Halen Ankara'da oturmakta olan Ahmet Yozgat, tabii ki evli… Eşinin adı, sadece Yozgatlılara has bir isim olan Kiraz… Ha bu arada bir şeyi unuttuk; Ahmet Yozgat’ın, bir de çocuk dergiciliği serüveni var. Bu minvaldeki hayali de kendisine ait “Kiraz” adlı bir çocuk dergisi çıkarmak olan yazarımız, Ankara'da bir vakıf adına “Kıvılcım Dergisi”ni hayata geçirmiş ve ciddi bir okuyucu kitlesine ulaşmıştı Bunun dışında, Siyami Yozgat'la birlikte, Almanya'da “Bizim Çocuklar” dergisini çıkardığını da söyleyelim. Almanya demişken; orada Siyami ile kurdukları “Vatan Verlag” yayınevi için bir dizi ders kitapları bastıklarını ve “Gurbetçi Çocukları”nın eğitimine katkı sağladıklarından da haberdarız. Dememiz o ki onun sanat ve yazın hayatında yer alan çocuk dergiciliği bölümü, “Bizim Kinder, Goncagül, Kıvılcım ve Bizim Çocuklar gibi dergilerle de süslenmiş durumda. Çocuk dergiciliğine olan ilgisinin de Türkiye Gazetesi Çocuk dergisinin çıkmaya başladığı yıllara kadar uzanmakta olduğunu söyleyelim. Ya da çocuk merakının, söz konusu derginin ilk bir kaç yılında, dergiyi çıkaran birkaç kişi arasında bulunuşu ile başladığını da söylemiş olalım.

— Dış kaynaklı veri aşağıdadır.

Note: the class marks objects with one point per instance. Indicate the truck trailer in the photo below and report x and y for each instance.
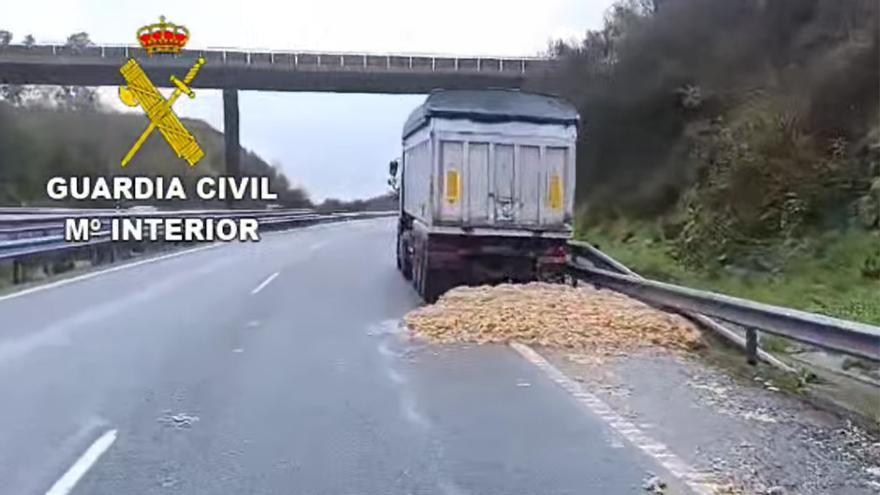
(486, 189)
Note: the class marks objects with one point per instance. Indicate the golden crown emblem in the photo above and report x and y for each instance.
(163, 37)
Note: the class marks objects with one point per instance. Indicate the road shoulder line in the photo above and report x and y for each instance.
(71, 477)
(112, 269)
(701, 483)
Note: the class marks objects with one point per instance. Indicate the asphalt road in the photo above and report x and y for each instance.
(219, 376)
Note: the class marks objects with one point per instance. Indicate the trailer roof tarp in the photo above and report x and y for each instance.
(492, 105)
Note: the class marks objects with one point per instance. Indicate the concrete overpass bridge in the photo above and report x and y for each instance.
(233, 70)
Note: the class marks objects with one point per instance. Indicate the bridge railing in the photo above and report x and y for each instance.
(303, 60)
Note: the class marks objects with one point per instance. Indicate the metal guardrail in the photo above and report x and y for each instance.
(853, 338)
(303, 59)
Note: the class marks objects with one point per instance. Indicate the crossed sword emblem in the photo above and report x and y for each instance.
(141, 91)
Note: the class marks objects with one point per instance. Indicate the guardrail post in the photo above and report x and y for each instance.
(752, 346)
(230, 133)
(17, 272)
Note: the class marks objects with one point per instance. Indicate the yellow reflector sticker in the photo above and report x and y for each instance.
(453, 186)
(554, 196)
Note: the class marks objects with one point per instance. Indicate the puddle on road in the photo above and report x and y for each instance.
(177, 421)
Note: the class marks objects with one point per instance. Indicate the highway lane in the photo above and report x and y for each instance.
(279, 367)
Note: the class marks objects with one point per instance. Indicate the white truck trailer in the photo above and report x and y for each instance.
(486, 189)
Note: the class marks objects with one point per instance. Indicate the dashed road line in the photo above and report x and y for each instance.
(68, 481)
(700, 482)
(264, 283)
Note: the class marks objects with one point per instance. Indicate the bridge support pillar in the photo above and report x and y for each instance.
(230, 132)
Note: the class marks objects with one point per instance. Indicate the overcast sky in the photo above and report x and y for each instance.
(335, 145)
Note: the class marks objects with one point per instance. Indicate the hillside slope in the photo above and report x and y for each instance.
(37, 143)
(734, 145)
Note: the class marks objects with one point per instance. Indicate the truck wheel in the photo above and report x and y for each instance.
(404, 261)
(430, 283)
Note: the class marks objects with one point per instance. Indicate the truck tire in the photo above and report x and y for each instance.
(404, 260)
(430, 285)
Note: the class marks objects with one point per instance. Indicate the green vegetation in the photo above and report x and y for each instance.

Eğer hayalindeki kapsamlı Kiraz dergisini çıkartırsa onu, torunlarına ithaf edeceğini söyleyen Ahmet Yozgat, beş çocuk sahibi. Şu anda üç torunu var; Ayşe, Ahmet ve Duru… Emekliliğinin en keyifli dönemine girmiş olan Yozgat, bunca işinin arasında ve şu anda torunlarıyla haşır neşir… Onların ödevlerine yardım ederken öğretmenlik günlerine döndüğünü de biliyoruz. Hatta torunları bu sebeple; “İyi ki de dedemiz öğretmen! Yaşasın; ödevlerimizi yapmakta hiç zorluk çekmiyoruz... diyerek bu aksaçlı adama minnettarlıklarını bildiriyorlar.
Son söz olarak… Ne yazık ki kıraç bir toprak olan Yozgat'ın, sanat ve edebiyattaki bereketinden de söz edemiyoruz. Buna rağmen toprağımızdan çıkmış, nadir ve çok yönlü sanatçılardan olan Ahmet Yozgat’ın, her Yozgatlı gibi toprağına olan aşkından da söz edebiliriz. Bu nedenle ona göre, “Yozgatlılık” özel bir hal! Bu bağlamda, internette üzerinde çalıştığı konuların başında “Bozok Ruhu ve Felsefesi” gelmekte. Buna rağmen Yozgatlıların onunla çok ilgili olmadığı ve toprağında, çok fazla tanıyanının bulunmadığı hususunda bir cümle yazmanın ezikliği içerisinde olduğumuzu da söyleyelim. Öyle ki rastgele sorduğumuz on kişiden dokuzu Ahmet Yozgat’ı tanımıyor ne yazık ki... Oysa Ahmet Yozgat, Yozgat’ta olmasa bile Sorgun’umuzda hatta kendi beldesinde, hiç olmazsa bir küçük sokağa adının verilmesiyle onurlandırılacak nadir adamlardan biri. Bizden söylemesi!